The presented advancements in RNN and transformer architectures underscore the rapid evolution in time-series forecasting, highlighting the potential for more accurate and reliable predictions by leveraging sophisticated deep learning techniques.

While much effort has been put into developing models for the task of time-series forecasting and flood prediction, to our knowledge, little or no work has been performed on the task of flood prediction with time-series sensor data. Time-series models have not been trained on the task of flood prediction, while flood prediction models were mostly trained on images and visual aspects of floods. This work focuses on evaluating the applicability of said state-of-the-art models on a long-term sensor dataset and if they can create reliable warnings learned in the task to predict if a flood will occur in the next 6 h or not.

3. Materials and Method

3.1. Dataset

The dataset comprises various time series obtained from sensors situated in a multitude of locations within the city of Wuppertal and its surrounding area. The first sensor started to take measurements in as early as 1950, with more and more sensors being added over time. In 1987, the building of the largest and one of the (if not the) most important dams, the so-called Wuppertalsperre, of the region was finished. As the Wuppertalsperre altered the flow of the river Wupper drastically, we decided to only include sensor data collected after 1987. Even though the number of sensors kept on growing, the kind of sensors mostly remained one of three different types:

Water level sensor;
Discharge sensor;
Precipitation sensor.

In most locations, a discharge sensor has been installed in the river, measuring how much water flows through this place. Thereby, a significant challenge arises, as a comprehensive understanding of the river’s morphology is essential to determine the water flow correctly from the measured values. In the majority of cases, water level sensors utilize ultrasound technology to ascertain the distance between themselves and the water. Both the water level and discharge are in direct correlation with each other, which brings the advantage that by knowing one, the other can be calculated, depending on different factors like the topography of the river and such. Precipitation sensors measure how many liters of water have rained down per square meter during a set time interval. Most sensor locations have been chosen by hydrology experts of the Wupperverband institution (Wuppertal) based on how important they seem to be in regards to the amount of water flowing into the river Wupper from its many sidearms, and in areas previously identified as endangered in flood events. For our current dataset, we focused on only a small subset of sensors, again selected in concordance with hydrology specialists from the Wupperverband.

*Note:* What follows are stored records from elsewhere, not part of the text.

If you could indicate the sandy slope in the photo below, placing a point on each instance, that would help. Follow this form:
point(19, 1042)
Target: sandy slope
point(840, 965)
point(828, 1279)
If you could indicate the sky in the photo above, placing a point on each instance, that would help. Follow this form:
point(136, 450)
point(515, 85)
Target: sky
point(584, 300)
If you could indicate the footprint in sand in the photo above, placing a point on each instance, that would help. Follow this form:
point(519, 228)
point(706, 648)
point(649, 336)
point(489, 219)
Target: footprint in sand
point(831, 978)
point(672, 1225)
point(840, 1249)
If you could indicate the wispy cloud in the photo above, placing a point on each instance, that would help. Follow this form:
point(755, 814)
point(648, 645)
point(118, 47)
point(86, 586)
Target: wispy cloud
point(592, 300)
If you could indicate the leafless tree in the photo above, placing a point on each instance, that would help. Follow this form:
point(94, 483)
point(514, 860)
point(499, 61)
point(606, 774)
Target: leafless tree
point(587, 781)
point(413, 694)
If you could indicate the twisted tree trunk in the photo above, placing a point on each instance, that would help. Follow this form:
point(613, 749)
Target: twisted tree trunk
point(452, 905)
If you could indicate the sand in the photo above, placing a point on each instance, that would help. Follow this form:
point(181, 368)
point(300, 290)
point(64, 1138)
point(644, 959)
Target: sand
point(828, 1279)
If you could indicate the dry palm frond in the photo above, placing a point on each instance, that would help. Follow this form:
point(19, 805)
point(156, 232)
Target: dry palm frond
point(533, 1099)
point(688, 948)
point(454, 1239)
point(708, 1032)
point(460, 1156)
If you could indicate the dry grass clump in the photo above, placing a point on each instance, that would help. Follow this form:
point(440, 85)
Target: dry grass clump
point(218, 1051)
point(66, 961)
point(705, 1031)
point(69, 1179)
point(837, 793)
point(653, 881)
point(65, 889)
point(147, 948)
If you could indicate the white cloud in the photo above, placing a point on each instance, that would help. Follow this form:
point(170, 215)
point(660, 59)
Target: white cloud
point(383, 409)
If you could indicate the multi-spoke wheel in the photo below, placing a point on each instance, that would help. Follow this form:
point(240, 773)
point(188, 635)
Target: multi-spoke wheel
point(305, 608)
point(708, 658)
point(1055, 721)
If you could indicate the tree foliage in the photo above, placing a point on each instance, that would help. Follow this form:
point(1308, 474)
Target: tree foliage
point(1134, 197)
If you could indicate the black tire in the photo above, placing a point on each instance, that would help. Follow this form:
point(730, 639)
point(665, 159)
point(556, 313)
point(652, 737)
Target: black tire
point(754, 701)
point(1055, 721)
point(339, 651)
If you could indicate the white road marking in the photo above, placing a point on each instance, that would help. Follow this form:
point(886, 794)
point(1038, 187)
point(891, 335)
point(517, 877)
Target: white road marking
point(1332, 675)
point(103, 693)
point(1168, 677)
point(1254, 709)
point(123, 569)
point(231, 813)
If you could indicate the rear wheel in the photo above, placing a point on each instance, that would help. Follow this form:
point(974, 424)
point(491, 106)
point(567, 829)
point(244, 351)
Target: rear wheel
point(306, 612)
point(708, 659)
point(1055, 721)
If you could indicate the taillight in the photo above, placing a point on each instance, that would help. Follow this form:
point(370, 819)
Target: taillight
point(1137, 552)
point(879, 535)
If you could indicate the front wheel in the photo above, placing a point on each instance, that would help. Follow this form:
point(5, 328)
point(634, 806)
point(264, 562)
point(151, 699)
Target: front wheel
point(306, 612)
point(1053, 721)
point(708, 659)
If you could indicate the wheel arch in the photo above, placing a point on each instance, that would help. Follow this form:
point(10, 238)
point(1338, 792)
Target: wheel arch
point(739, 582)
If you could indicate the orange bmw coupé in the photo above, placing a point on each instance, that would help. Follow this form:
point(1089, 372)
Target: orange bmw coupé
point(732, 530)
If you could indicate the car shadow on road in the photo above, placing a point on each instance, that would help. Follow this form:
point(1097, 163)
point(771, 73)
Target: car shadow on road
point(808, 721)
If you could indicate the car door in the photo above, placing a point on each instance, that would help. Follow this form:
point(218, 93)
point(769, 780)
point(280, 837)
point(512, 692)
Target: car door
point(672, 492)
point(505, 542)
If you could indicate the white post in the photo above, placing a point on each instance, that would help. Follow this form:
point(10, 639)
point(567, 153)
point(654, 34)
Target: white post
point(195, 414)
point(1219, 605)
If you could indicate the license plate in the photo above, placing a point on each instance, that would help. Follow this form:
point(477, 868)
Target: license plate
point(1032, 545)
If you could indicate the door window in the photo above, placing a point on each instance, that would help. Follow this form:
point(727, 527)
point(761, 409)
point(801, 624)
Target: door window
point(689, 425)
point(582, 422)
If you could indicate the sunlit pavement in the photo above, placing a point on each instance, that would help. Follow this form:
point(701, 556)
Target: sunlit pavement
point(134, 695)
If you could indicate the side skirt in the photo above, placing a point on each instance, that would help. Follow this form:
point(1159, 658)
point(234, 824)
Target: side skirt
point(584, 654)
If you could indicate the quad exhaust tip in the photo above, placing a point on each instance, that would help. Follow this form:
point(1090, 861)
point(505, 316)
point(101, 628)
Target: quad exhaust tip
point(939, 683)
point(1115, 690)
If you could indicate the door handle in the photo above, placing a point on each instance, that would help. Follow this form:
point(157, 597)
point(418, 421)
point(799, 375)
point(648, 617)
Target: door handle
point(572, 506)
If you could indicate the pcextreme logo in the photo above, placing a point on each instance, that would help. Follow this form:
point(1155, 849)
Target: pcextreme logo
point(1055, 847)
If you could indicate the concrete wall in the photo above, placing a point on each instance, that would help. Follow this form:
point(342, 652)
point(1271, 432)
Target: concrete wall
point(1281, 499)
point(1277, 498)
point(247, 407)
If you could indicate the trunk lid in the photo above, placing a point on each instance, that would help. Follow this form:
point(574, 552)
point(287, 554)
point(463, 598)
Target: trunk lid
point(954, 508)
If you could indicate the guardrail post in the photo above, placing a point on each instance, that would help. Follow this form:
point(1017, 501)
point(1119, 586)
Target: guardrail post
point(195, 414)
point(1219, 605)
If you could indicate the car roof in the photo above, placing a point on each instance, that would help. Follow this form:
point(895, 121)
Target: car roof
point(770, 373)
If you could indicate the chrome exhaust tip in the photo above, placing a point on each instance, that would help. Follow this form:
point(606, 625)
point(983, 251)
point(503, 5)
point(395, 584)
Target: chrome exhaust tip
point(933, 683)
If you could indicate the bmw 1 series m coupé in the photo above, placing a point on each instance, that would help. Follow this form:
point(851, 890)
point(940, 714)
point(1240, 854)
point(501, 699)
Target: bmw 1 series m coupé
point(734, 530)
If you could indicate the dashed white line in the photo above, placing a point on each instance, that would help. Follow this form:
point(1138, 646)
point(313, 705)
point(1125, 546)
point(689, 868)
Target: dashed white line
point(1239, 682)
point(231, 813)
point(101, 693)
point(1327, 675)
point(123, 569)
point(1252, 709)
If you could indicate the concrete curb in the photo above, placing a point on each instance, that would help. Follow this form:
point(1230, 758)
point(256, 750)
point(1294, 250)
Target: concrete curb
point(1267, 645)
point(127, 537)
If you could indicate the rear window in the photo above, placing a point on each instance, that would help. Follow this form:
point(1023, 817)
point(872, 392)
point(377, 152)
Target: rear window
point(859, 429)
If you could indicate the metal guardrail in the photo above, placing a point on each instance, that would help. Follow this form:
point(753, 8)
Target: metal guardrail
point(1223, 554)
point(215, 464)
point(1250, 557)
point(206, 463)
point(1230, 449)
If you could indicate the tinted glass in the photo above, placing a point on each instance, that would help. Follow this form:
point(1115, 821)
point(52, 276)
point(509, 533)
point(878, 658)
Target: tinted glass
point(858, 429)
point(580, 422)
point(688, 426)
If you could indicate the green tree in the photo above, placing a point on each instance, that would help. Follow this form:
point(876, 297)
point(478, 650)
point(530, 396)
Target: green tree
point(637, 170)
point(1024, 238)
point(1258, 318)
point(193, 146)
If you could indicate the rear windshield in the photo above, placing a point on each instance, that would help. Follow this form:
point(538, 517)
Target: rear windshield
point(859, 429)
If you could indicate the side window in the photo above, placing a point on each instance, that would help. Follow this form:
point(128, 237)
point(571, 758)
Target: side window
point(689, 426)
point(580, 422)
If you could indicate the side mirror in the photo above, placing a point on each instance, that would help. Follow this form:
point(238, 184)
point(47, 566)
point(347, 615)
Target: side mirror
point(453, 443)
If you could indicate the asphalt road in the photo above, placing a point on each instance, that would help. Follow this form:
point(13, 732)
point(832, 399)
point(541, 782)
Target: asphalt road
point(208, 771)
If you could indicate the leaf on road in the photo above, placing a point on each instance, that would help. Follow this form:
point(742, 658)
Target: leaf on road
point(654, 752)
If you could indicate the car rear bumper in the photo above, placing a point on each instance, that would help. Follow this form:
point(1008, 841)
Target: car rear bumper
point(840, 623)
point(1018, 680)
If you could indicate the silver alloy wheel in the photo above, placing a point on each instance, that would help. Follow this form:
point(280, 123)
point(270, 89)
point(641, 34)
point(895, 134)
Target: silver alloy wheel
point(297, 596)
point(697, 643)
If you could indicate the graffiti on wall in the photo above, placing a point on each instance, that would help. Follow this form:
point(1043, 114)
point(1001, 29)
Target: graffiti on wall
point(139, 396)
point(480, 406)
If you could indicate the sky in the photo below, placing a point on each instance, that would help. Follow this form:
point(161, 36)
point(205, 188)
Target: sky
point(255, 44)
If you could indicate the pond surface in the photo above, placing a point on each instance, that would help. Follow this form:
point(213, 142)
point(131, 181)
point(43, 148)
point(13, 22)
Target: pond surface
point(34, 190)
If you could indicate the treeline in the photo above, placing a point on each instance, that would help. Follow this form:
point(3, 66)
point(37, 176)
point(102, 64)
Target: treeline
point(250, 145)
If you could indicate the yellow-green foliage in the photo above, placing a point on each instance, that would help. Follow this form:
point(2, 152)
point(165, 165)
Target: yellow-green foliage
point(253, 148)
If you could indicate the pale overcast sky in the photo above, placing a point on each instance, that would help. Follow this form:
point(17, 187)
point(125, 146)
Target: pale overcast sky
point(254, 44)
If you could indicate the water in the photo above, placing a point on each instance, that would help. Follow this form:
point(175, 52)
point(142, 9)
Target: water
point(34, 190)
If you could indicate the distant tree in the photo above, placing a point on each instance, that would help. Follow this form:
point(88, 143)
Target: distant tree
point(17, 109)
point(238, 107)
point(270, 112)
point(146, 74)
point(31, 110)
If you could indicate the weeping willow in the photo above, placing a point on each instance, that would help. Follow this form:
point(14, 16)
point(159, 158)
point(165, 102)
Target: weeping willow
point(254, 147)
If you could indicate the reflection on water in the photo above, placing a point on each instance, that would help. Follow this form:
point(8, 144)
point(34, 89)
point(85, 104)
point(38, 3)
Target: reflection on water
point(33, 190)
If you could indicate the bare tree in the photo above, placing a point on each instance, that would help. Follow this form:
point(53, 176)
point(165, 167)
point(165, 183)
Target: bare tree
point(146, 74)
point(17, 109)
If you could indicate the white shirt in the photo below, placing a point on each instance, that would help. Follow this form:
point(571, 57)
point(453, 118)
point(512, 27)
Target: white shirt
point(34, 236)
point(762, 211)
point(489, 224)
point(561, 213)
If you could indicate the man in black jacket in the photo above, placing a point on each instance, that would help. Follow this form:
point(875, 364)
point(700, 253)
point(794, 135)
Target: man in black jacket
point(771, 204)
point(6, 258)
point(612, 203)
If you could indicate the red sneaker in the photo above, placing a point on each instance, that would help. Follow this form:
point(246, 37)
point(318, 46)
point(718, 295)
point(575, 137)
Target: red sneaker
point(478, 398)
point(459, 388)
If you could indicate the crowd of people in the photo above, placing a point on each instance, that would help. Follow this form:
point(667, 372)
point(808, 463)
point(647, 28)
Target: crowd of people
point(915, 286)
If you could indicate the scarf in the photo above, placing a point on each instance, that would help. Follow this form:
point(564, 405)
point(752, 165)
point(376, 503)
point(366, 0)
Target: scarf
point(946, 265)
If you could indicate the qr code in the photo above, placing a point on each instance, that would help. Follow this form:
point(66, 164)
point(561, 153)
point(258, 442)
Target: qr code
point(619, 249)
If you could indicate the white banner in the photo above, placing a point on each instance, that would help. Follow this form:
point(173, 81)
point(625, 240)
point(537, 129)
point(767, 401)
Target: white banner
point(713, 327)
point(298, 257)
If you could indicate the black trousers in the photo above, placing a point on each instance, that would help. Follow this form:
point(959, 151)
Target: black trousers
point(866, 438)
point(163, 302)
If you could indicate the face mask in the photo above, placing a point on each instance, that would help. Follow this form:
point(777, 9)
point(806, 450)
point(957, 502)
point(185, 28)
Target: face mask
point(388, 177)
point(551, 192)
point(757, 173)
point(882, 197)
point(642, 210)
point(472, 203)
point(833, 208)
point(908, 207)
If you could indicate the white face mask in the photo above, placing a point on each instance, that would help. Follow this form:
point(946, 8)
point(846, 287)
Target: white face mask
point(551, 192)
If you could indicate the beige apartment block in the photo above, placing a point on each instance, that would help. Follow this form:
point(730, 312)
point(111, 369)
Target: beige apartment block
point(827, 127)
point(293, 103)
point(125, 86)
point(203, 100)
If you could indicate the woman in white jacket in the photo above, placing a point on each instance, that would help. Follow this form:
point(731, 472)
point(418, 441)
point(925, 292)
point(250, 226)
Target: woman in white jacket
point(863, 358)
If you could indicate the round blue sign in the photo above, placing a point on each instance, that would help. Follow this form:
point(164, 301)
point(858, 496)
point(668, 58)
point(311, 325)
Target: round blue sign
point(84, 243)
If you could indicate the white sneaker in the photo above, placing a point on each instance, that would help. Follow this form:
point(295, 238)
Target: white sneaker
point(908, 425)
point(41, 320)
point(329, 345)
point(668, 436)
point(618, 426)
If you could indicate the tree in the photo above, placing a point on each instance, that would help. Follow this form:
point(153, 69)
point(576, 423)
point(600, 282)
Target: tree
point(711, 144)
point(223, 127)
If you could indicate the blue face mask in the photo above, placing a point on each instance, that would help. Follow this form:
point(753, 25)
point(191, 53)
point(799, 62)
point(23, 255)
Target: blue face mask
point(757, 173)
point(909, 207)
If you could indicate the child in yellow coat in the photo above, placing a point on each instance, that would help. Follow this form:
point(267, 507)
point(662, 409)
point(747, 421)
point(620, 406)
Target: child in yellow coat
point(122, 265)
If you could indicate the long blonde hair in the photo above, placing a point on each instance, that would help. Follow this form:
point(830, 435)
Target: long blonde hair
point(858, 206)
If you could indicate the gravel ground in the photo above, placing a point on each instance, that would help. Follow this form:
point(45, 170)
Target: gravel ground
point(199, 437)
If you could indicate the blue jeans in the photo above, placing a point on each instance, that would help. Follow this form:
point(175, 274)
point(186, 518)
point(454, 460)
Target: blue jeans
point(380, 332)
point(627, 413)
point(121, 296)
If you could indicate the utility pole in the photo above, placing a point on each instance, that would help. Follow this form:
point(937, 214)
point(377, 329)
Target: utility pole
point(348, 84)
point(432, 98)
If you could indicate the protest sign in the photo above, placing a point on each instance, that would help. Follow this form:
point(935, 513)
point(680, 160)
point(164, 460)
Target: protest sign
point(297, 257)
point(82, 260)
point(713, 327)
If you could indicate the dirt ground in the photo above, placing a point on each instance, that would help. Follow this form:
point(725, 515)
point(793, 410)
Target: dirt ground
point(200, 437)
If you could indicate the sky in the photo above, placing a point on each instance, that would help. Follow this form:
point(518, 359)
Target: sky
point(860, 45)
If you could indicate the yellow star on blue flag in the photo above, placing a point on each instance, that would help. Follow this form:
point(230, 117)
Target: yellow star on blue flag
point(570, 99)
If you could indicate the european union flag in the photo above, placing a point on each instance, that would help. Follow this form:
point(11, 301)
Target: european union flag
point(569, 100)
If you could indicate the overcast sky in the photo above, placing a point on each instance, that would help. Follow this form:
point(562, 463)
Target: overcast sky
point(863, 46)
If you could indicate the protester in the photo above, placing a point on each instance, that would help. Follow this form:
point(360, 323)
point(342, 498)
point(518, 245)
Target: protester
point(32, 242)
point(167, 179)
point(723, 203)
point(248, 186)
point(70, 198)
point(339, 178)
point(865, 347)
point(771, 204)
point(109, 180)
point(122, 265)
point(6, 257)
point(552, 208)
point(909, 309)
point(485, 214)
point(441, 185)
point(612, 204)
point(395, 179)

The primary sensor of interest in this study is a water level sensor situated at the Kluserbrücke bridge. This bridge is located in the inner city of Wuppertal, an area with a high population density and high levels of human activity. Given the significant impact of precipitation on river water levels, we included several precipitation sensors located across the city.

As an upstream starting point in the river, we chose the mentioned main dam structure, the Wuppertalsperre (Figure 1). This structure has a nominal capacity of approximately 25.09 million cubic meters of water, and the outflow of water is manually regulated by a team of experts from the Wupperverband. The amount of water flowing from the Wuppertalsperre into the river is constantly measured by a discharge sensor. The topography of Wuppertal, with the Wupper river flowing in a valley, results in a lack of significant side arms through which water is drained from the river. Consequently, any water leaving the Wuppertalsperre will arrive at the Kluserbrücke with a time delay. Smaller unregulated dam-like structures are present downstream of the main dam but fulfill no greater role in affecting the river’s flow.

To minimize costs and maintain a straightforward test setup, we opted to limit the selection of sensors to a discharge sensor from the Wuppertalsperre and the flow and water level at the Kluserbrücke. This approach was deemed necessary to reduce the complexity of the test setup while still capturing the essential data points.

Despite having recorded roughly 20 years of sensor data available for our study, the raw data, reported by all the different sensors, had two challenges:

Different measurement frequencies for different sensors;
Missing data points.

The aforementioned challenges have been addressed in the following manner:

3.1.1. Different Frequencies

There are several ways to ensure that all data points have the same frequency (and in conclusion, the same timestamps). For example, one could only consider the data points that share the timestamp with at least one data point per other sensor. This brings the disadvantage of potentially discarding substantial amounts of data.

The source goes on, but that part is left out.